Giganet currently offers high-speed fixed broadband connections via wholesale agreements with Openreach, the semi-autonomous access network unit of BT, and CityFibre. (See Giganet to launch full fibre Gigabit broadband services in six locations over CityFibre’s networks.)
Now it will build its own fibre access networks: The ISP says it has already started construction in the counties of Hampshire, Wiltshire, Dorset and West Sussex, with a focus on “local and rural communities,” and plans to run its fibre past 300,000 homes and businesses. With that rollout and the expansion of its service reach via Openreach and CityFibre, Giganet aims to offer its services to more than 2 million homes and businesses and also create 200 jobs in the process.
The plans are funded by a £250 million cash injection from Fern Trading, a large trading group comprising about 250 companies in the property, renewable energy, healthcare and fibre networks sectors. Fern Trading, which is ultimately owned by Octopus Investments, already has three fibre network investments in the UK – Jurassic Fibre (in Devon), Swish Fibre (in which Fern Trading also invested £250 million and which operates in the south of England) and Vorboss, which provides fibre connections to large businesses and offices in London.
The cash injection follows Fern Trading’s acquisition of M12 Solutions, Giganet’s parent company, for an undisclosed sum: M12, which has been in operations for about 20 years, had been privately-owned by Andrew Skipsey (who will remain with the company) and his family.
Rob Skinner, Head of Alternative Investments at Octopus Investments, says Giganet will continue to operate as a separate entity, but that the teams from Fern Trading’s various fibre broadband operations will discuss “shared best practices and ideas,” which could include procurements where appropriate.
He says the £250 million figure is a commitment from Fern Trading to a multi-year network rollout but is not a set or capped figure: “We fully expect the Giganet team to invest that sum and if they needed more we would look at that option,” he told TelecomTV.
Skinner says the investments in fibre broadband operations make sense for Fern Trading/Octopus as it looks for areas of investment with very clear long-term demand, which, he notes, is what led Fern to first invest in renewable energy 10 years ago when the market was “nascent.” He notes that the “copper network is creaking… full fibre is needed – this is not a technology risk” and it’s beneficial to the UK economy.
The news is most certainly positive for the UK’s digital economy and adds further infrastructure-based competition to the sector.

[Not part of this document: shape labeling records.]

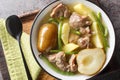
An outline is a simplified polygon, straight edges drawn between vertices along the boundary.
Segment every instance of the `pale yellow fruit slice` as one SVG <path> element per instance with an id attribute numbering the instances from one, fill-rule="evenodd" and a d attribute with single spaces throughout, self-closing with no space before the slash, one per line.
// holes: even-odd
<path id="1" fill-rule="evenodd" d="M 103 67 L 106 55 L 101 48 L 84 49 L 78 53 L 76 60 L 81 74 L 93 75 Z"/>
<path id="2" fill-rule="evenodd" d="M 63 51 L 65 51 L 65 52 L 72 52 L 75 49 L 77 49 L 78 47 L 79 46 L 74 44 L 74 43 L 69 43 L 69 44 L 66 44 L 65 46 L 63 46 Z"/>
<path id="3" fill-rule="evenodd" d="M 95 47 L 103 48 L 101 34 L 100 34 L 100 31 L 99 31 L 99 26 L 98 26 L 97 22 L 93 22 L 93 24 L 91 26 L 91 29 L 92 29 L 92 32 L 93 32 L 93 35 L 91 37 L 91 41 L 93 42 Z"/>
<path id="4" fill-rule="evenodd" d="M 70 33 L 69 23 L 65 22 L 63 23 L 62 34 L 61 34 L 61 39 L 65 45 L 68 44 L 69 33 Z"/>

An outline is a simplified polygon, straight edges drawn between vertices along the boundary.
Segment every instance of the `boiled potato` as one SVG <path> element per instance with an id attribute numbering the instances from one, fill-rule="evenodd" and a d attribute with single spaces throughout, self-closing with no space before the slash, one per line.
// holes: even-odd
<path id="1" fill-rule="evenodd" d="M 56 46 L 57 30 L 57 26 L 52 23 L 46 23 L 40 27 L 37 42 L 40 52 L 48 51 Z"/>
<path id="2" fill-rule="evenodd" d="M 62 34 L 61 34 L 61 39 L 65 45 L 68 44 L 69 33 L 70 33 L 69 23 L 65 22 L 63 23 Z"/>
<path id="3" fill-rule="evenodd" d="M 94 32 L 94 34 L 91 37 L 91 41 L 93 42 L 95 47 L 103 48 L 103 43 L 102 43 L 102 39 L 101 39 L 101 33 L 99 31 L 98 24 L 96 22 L 93 22 L 93 24 L 91 26 L 91 29 Z"/>
<path id="4" fill-rule="evenodd" d="M 63 51 L 65 51 L 65 52 L 72 52 L 72 51 L 74 51 L 77 48 L 79 48 L 79 46 L 77 44 L 68 43 L 65 46 L 63 46 Z"/>
<path id="5" fill-rule="evenodd" d="M 84 49 L 78 53 L 76 60 L 81 74 L 93 75 L 103 67 L 106 55 L 101 48 Z"/>

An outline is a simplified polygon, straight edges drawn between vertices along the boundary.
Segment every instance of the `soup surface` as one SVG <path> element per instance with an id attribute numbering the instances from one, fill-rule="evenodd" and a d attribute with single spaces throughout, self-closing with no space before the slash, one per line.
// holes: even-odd
<path id="1" fill-rule="evenodd" d="M 101 13 L 84 4 L 59 3 L 39 25 L 41 58 L 60 73 L 96 74 L 106 61 L 109 46 L 104 24 Z"/>

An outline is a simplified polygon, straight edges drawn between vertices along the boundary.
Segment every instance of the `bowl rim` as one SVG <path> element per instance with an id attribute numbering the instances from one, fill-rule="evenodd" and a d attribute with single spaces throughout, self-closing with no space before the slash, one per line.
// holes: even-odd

Having been left behind in the fibre broadband revolution for years, the UK is now a hotbed of new rollouts. Wholesale operator CityFibre was arguably the catalyst for much of the current action as its plans and investments, plus some more accommodating actions from regulator Ofcom, spurred Openreach into action just at a time when the appetite for digital infrastructure investments was growing amongst private equity firms: Just last year, Community Fibre revealed plans for FTTH investments of up to £400 million in London following the sale of a stake to Warburg Pincus and DTCP for an undisclosed sum, while private equity giant KKR acquired a majority stake in Hyperoptic in 2019.
Openreach itself, of course, is now hunting for a private equity partner to further expand its fibre rollout plans, which have now been costed at £15 billion to reach 25 million properties by the end of 2026.
All of this activity will help drag the UK out of the fibre broadband wilderness, though it still has some way to go: A recent report from the FTTH Council Europe and research house IDATE identified the UK (along with Germany and Italy) as countries with “the most work left to do” to roll out true fibre-based broadband connectivity. According to that report, the UK had 4.2 million premises passed by fibre at the end of September 2020, giving it a FTTH/B coverage rate of just 15.1%, one of the lowest in Europe, though rollouts are now accelerating fast. (See Altnet rollouts drive Europe’s FTTH/B boom.)